ANALYSE

Les Rifains sont-ils vraiment des séparatistes ?


Alwihda Info | Par Islam al-Maghribi - 19 Mai 2017


Le Rif est en ébullition. Depuis la mort tragique de Mohcine Fikri en octobre dernier, les sit-in ne font que se multiplier et les manifestations ne font que redoubler d'intensité. Le gouvernement parle d'agenda extérieur, séparatisme et atteinte aux fondamentaux sacrés du pays. Les manifestants nient en bloc ces accusations et rétorquent : marginalisation, injustice et corruption. Qui dit vrai, qui dit faux ? Réponse de l'écrivain marocain Kamal Znidar :


Se trompe celui qui nie toute présence d'éléments séparatistes au Rif. Menteur celui qui dit que la contestation populaire que connait cette région est le produit de mouvements indépendantistes.

Des éléments séparatistes, ça existe au Rif. Et certes, aujourd'hui, ils exploitent la colère populaire pour intoxiquer la population rifaine par leurs tendances racistes et leurs poisons indépendantistes. Mais, à cette heure-ci, ils ne représentent qu'une infime minorité.

Cette infime minorité coopère depuis de longues années avec les séparatistes de la Kabylie. Les deux aspirent à la réalisation du Grand Maghreb ou ce qu'ils appellent Tamazgha. Leur travail commun a eu un certain succès en Kabylie. Mais au Rif, toutes leurs tentatives ont échoué.

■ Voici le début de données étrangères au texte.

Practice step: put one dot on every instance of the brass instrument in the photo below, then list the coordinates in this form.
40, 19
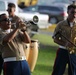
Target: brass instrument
72, 39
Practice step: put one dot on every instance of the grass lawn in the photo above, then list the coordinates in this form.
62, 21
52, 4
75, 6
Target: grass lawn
46, 55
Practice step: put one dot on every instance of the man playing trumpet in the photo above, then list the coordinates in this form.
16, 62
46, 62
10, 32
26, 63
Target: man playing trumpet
65, 36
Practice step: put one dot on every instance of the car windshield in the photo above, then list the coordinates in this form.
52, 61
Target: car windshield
62, 1
52, 8
2, 6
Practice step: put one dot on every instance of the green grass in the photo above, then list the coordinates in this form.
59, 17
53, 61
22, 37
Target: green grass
46, 55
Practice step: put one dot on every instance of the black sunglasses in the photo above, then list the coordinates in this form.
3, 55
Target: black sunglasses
73, 12
6, 20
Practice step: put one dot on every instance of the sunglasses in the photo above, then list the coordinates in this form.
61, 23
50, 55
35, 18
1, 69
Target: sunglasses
73, 12
6, 20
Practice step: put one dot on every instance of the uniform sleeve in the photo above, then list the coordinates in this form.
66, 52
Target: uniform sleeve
1, 38
56, 31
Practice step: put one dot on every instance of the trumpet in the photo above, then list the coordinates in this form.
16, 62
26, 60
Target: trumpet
72, 41
28, 23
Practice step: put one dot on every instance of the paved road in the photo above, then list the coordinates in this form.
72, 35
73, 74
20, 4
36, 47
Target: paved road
45, 32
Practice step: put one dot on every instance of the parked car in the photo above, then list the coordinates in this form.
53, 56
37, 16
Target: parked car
56, 13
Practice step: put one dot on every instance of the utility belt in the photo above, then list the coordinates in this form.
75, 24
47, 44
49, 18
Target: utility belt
14, 59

Les séparatistes rifains sont en grande partie des apostats qui ne croient plus à l'Islam et qui militent pour le renversement de l'Etat islamique et la création d'une république laïque. La population locale, quant à elle, elle est dans sa majorité écrasante très attachée à l'Islam et voit en noir toute personne qui milite pour l'établissement d'un régime non-islamique… Donc au Rif, c'est mort pour eux et pour leurs dessins politiques.

La contestation populaire que connait cette région n'est pas le produit de mouvements séparatistes comme ils l'avancent certains. Cette contestation est le produit d'une jeunesse rifaine qui est toujours attachée au Maroc mais qui se sent humiliée, marginalisée et victime de beaucoup d'injustice.

Dans ses manifestations, cette jeunesse dénonce le sous-développement dont pâtit sa région, ainsi que la corruption et le comportement souvent répressif et humiliant des représentants de l'Etat. Elle revendique sa dignité… et elle a tout à fait raison.

Le Rif, et surtout la ville d'Al Hoceïma, manque de presque tout. Marginalisée, depuis 1958, par les gouvernements qui se sont succédés, cette ville ne dispose d'aucune infrastructure industrielle et souffre d'une insuffisance d'écoles et d'hôpitaux et d'une absence totale d'universités.

Normal donc que la jeunesse de cette ville et ses environs se révolte et milite pour de meilleures conditions de vie, la fin de la marginalisation, l'emploi et des réformes économiques urgentes.

L'âme des jeunes d'Al Hoceïma et ses environs est brisée par la pauvreté, la précarité de la vie, le chômage et toutes sortes de crises socioéconomiques. Malgré ça, ils restent sages et veillent que toutes leurs manifestations se déroulent dans le calme.

Mais si l'Etat continue dans l'ignorance des régions rifaines voire si demain ou après demain décide de recourir à la violence pour enterrer la contestation au Rif, cette jeunesse peut se radicaliser et devenir séparatiste.

Le racisme n'est pas l'unique mobile qui donne naissance aux mouvements indépendantistes... parmi les facteurs qui génèrent ces mouvements : être victime de l'humiliation, l'injustice et l'exclusion.